I feel like ringing my ex colleagues - parole officers and psychologists who work with sex offenders in Barlinnie Prison, Glasgow - and asking them if they think it’s helpful to publish an honest and explicit transcript which shows the cognitive distortions of a callous, grandiose, articulate sex offender; one which illustrates his inability to have a relationship with a woman and his complete lack of empathy?

I’m thinking I don’t know what I should be thinking.

Will it turn sex offenders on?

Should we listen to this guy?

Is it possible to separate the person from the offence, and to empathise with him as he waits to die?

I don’t ring anyone.

I read on.

And the breathlessness, nausea, anger and confusion increase all the way to the end, at which point all I know is that the book is genius.
Helen Fitzgerald, author, Dead Lovely, Bloody Women, The Devil’s Staircase, Donor and others.

What is the hook? What’s this book really about?
‘I live in a small, dark realm which I fill out’. Jean Genet’s words in “Miracle Of the Rose”. And like Genet, Edgerton writes with lyricism and a sense of history of things that disturb, balancing through his superb style themes that may otherwise unsettle the narrative. Edgerton’s brilliant archaeological dig into the motivations of a rapist is an unflinching look at the darker recesses of the human psyche. There is nothing gratuitous here and it takes a command to achieve a narrative pull in such territory. It reminded me of John Burnside’s “The Locust Room” but it’s better written. Edgerton voices the demonic forces at work within his narrator’s head. He embeds the story with the protagonist’s need for redemption set against the backdrop of his life. "The Rapist" is confessional, poetic, unrelenting, and as real as the newspaper lying before you. It challenges the assumption that fictions need to censor the things people read every day in what is deemed factual. It is told in a style that situates it among the classics of transgressive fictions.
Richard Godwin, Apostle Rising, Mr Glamour


Les Edgerton has written, in The Rapist, something that . . . that . . . well, defies explanation. Don't get me wrong; the writing is extremely powerful. The imagery is wonderful and startlingly clear. The emotions are vivid and visceral. Emotions that grab you physically and rattle your teeth violently the further you dip into his tale. But the question is . . . how do you define it?

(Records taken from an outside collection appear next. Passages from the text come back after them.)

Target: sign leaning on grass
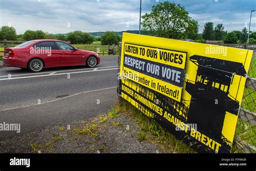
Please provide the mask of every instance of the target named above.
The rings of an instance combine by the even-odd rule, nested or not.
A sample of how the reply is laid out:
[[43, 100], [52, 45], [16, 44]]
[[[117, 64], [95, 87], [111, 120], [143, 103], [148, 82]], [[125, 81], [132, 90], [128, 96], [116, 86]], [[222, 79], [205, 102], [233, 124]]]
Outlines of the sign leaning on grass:
[[200, 153], [230, 153], [252, 51], [124, 33], [119, 95]]

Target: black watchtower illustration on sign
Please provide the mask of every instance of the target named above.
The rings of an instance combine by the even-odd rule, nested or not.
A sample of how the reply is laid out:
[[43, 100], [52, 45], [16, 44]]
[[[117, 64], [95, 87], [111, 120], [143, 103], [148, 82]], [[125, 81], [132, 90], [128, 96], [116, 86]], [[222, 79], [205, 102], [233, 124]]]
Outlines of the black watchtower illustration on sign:
[[226, 112], [237, 115], [239, 102], [229, 94], [234, 76], [246, 76], [242, 63], [194, 55], [190, 60], [198, 66], [196, 81], [188, 80], [191, 95], [187, 122], [213, 137], [222, 138]]

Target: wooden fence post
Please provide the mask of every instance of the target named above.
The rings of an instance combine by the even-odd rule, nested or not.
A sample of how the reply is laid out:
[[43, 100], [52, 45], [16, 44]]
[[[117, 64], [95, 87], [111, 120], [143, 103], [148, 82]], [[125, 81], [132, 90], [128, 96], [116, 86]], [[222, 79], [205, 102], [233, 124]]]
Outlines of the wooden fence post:
[[112, 47], [113, 48], [113, 55], [115, 55], [116, 54], [116, 50], [114, 49], [114, 44], [113, 44], [112, 45]]

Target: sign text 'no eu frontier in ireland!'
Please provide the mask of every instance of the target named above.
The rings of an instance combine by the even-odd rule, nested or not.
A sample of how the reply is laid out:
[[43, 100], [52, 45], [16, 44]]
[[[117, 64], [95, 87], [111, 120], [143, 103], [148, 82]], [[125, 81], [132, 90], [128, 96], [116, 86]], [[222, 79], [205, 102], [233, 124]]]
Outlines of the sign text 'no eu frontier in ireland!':
[[187, 53], [125, 43], [123, 77], [180, 101]]

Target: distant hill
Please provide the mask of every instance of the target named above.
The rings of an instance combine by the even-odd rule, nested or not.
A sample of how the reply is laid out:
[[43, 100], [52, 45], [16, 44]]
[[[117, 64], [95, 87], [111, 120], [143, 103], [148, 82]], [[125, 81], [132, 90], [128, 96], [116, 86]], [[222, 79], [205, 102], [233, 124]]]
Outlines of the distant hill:
[[[117, 33], [118, 35], [122, 36], [123, 35], [123, 32], [126, 32], [127, 33], [134, 33], [134, 34], [138, 34], [139, 33], [139, 30], [126, 30], [126, 31], [114, 31], [116, 33]], [[100, 37], [104, 33], [105, 33], [106, 32], [105, 31], [98, 31], [98, 32], [89, 32], [89, 33], [91, 34], [92, 36], [95, 37]], [[60, 35], [63, 35], [64, 36], [66, 36], [67, 33], [58, 33], [58, 34], [55, 34], [53, 35], [56, 36], [58, 36]]]

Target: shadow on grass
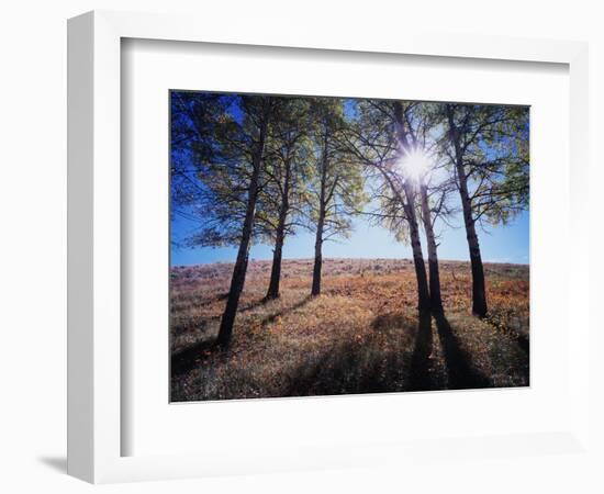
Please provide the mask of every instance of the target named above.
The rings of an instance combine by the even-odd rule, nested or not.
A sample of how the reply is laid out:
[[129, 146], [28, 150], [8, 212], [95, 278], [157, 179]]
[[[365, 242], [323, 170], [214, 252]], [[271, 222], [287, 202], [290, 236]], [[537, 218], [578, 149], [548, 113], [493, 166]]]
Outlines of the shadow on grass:
[[[261, 322], [262, 326], [267, 326], [270, 323], [275, 322], [278, 317], [282, 317], [290, 312], [293, 312], [311, 300], [311, 296], [305, 296], [300, 302], [297, 302], [295, 304], [284, 307], [279, 312], [276, 312], [275, 314], [269, 315], [268, 317], [265, 317]], [[258, 302], [251, 303], [250, 305], [247, 305], [243, 310], [238, 311], [238, 313], [243, 313], [246, 311], [249, 311], [258, 305], [264, 305], [266, 301], [262, 299]], [[203, 321], [201, 324], [206, 324], [208, 321], [212, 319], [219, 319], [219, 317], [211, 317], [205, 321]], [[191, 369], [193, 369], [195, 366], [199, 364], [201, 360], [201, 353], [203, 352], [217, 352], [220, 351], [219, 346], [216, 345], [215, 338], [213, 339], [204, 339], [198, 343], [194, 343], [187, 348], [176, 351], [170, 357], [170, 374], [172, 378], [184, 374], [186, 372], [189, 372]], [[223, 357], [226, 359], [228, 357], [227, 353], [223, 353]]]
[[432, 315], [427, 311], [422, 311], [418, 315], [415, 347], [411, 358], [410, 382], [412, 391], [426, 391], [435, 389], [429, 373], [429, 356], [432, 353]]
[[283, 317], [284, 315], [287, 315], [287, 314], [289, 314], [293, 311], [298, 311], [300, 307], [303, 307], [304, 305], [306, 305], [311, 301], [311, 299], [312, 299], [311, 295], [306, 295], [304, 299], [297, 302], [295, 304], [283, 307], [281, 311], [278, 311], [275, 314], [271, 314], [271, 315], [265, 317], [262, 319], [262, 323], [261, 323], [262, 326], [267, 326], [271, 323], [275, 323], [275, 321], [277, 321], [279, 317]]
[[216, 350], [215, 340], [206, 339], [172, 353], [170, 358], [170, 374], [174, 378], [189, 372], [193, 367], [199, 364], [202, 352]]
[[491, 381], [474, 369], [471, 364], [471, 359], [466, 351], [460, 347], [457, 336], [455, 336], [451, 325], [443, 314], [435, 314], [434, 319], [438, 328], [438, 336], [449, 377], [450, 390], [467, 390], [478, 388], [490, 388]]

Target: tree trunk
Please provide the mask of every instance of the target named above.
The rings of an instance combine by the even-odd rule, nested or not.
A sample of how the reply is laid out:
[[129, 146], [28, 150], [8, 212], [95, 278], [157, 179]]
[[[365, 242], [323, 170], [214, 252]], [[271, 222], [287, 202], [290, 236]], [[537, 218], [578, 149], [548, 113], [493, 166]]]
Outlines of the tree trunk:
[[[402, 149], [410, 150], [411, 146], [404, 131], [403, 105], [400, 101], [394, 102], [394, 119], [396, 121], [396, 137], [399, 146]], [[403, 186], [406, 201], [403, 201], [403, 207], [409, 223], [409, 233], [411, 237], [411, 248], [413, 250], [413, 263], [415, 265], [415, 278], [417, 279], [417, 308], [420, 311], [429, 310], [428, 280], [426, 277], [426, 265], [422, 252], [422, 242], [420, 240], [420, 226], [417, 215], [415, 214], [415, 193], [412, 184], [405, 179]]]
[[438, 255], [436, 251], [436, 239], [432, 226], [432, 215], [428, 204], [428, 191], [426, 186], [420, 190], [422, 194], [422, 218], [424, 221], [424, 231], [426, 233], [426, 243], [428, 246], [428, 272], [429, 272], [429, 296], [430, 308], [434, 312], [443, 312], [443, 297], [440, 295], [440, 273], [438, 271]]
[[283, 193], [281, 195], [281, 207], [279, 209], [279, 220], [275, 236], [275, 250], [272, 252], [272, 268], [270, 270], [270, 282], [268, 285], [267, 300], [279, 297], [279, 283], [281, 281], [281, 258], [283, 251], [283, 242], [286, 239], [286, 222], [290, 209], [290, 166], [286, 166], [286, 183], [283, 184]]
[[258, 147], [253, 158], [253, 170], [251, 178], [249, 180], [249, 190], [247, 195], [245, 220], [242, 229], [242, 239], [239, 242], [237, 258], [235, 260], [235, 267], [233, 269], [233, 277], [231, 279], [231, 289], [228, 290], [226, 307], [224, 308], [224, 313], [221, 318], [221, 326], [219, 329], [217, 344], [223, 348], [227, 347], [231, 343], [233, 325], [235, 324], [235, 315], [237, 313], [237, 306], [239, 305], [239, 296], [242, 294], [245, 283], [251, 232], [254, 229], [254, 220], [256, 216], [256, 200], [258, 199], [258, 182], [260, 178], [267, 127], [268, 111], [265, 113], [265, 116], [260, 123]]
[[461, 198], [461, 209], [463, 211], [463, 223], [466, 225], [466, 238], [470, 250], [470, 263], [472, 268], [472, 313], [479, 317], [484, 317], [486, 307], [486, 289], [484, 282], [484, 268], [482, 267], [482, 257], [480, 255], [480, 244], [476, 233], [476, 222], [472, 215], [472, 202], [468, 192], [468, 177], [463, 167], [463, 153], [459, 142], [459, 132], [454, 122], [452, 111], [447, 109], [449, 128], [455, 146], [456, 172], [458, 180], [459, 195]]
[[311, 295], [321, 294], [321, 269], [323, 267], [323, 228], [325, 227], [325, 194], [327, 188], [327, 132], [325, 132], [325, 143], [323, 148], [323, 159], [321, 164], [321, 192], [318, 205], [318, 221], [316, 222], [316, 237], [314, 242], [314, 266], [313, 266], [313, 287]]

Nihilistic existentialism comes to mind as a basis for understanding. The realization that nothing . . . nothing . . . is real or meaningful. But somehow the definition falls flat. There is, ultimately, a purpose for what happens to the character. Better yet; there is a deep, almost Freudian, mystery that grabs you and makes your imagination soar with the possibilities in understanding what is happening.

I wouldn't say that, after you finishing reading The Rapist, you're going to have a feeling of satisfaction. In fact I strongly suggest you're going to feel as if you've just walked out of a House of Mirrors. You certainly will be confused, shocked, and puzzled.

But you will realize that you've just read something amazingly original. Truly, magnificently, original.
B.R. Stateham, author of A Taste of Old Revenge, Tough Guys: The Homicide Cases of Turner Hahn and Frank Morales and others

What inspired the book? Where did you get your idea?
From reading Charles Bukowski’s short story, “The Fiend.” The bravest fiction I’ve ever read, bar none. I wanted to achieve what he accomplished there. In my mind, I have, but that will be determined by the readers. I was also inspired by my own time in prison and from a guy in a cell next to mine who was in for rape and who turned out to have been bumrapped and eventually declared innocent.

What genre is this book?
Literary. Existential. Noir. Philosophical. Who knows?
Where and when can I read the book?
In April of 2013 from New Pulp Press at all the usual online outlets, although the publisher, Jon Bassoff is aiming for an earlier release. You’ll be able to purchase it as an ebook and as a paperback.

Thanks, folks. Hope you glom onto a copy when it comes out. It’s easily the best thing I’ve ever written and it was exhausting to write. I don’t think I’ll ever have again the energy it took to write this book. I think it would literally kill me.

Blue skies,


Hi folks,

I've gotten several emails asking me when MIRROR, MIRROR would be available in paperback and originally we thought it would be out before Christmas, but alas--my publisher called me and said the printer won't be able to deliver paperback copies until after the holidays.

I'm bummed out, but if you want to get a copy for a Christmas present for a daughter, niece, friend or whomever, it is available as an ebook. Also, I think there's going to be a sale on it and if so, I'll announce it here.

My apologies to those who've waited to get the paperback edition!

Blue skies,

And you can order it by hitting the link here... http://www.amazon.com/Mirror-ebook/dp/B009VNN40K/ref=sr_1_1_title_0_main?s=books&ie=UTF8&qid=1354045162&sr=1-1&keywords=mirror%2C+mirror+by+les+edgerton

Thursday, November 22, 2012

Hi folks,

I'm stoked. Just found out about a review of THE BITCH that appeared in a Russian blog! Journalist Ray Garraty who writes from deep inside Russia just posted his review. Check it out at

Thanks, Mr. Garraty!

Blue skies,


Also, here's a Thanksgiving Day image to imprint on your eyeballs... Courtesy: my friend Anonymous 9

Wednesday, November 14, 2012

Why a writer shouldn't use bestsellers for models...

Hi folks,

Here's why you shouldn't base the value of a book on its sales or bestseller status... Or use at least some of them for models for your own book... Warning: Some cursing and sexual references in these.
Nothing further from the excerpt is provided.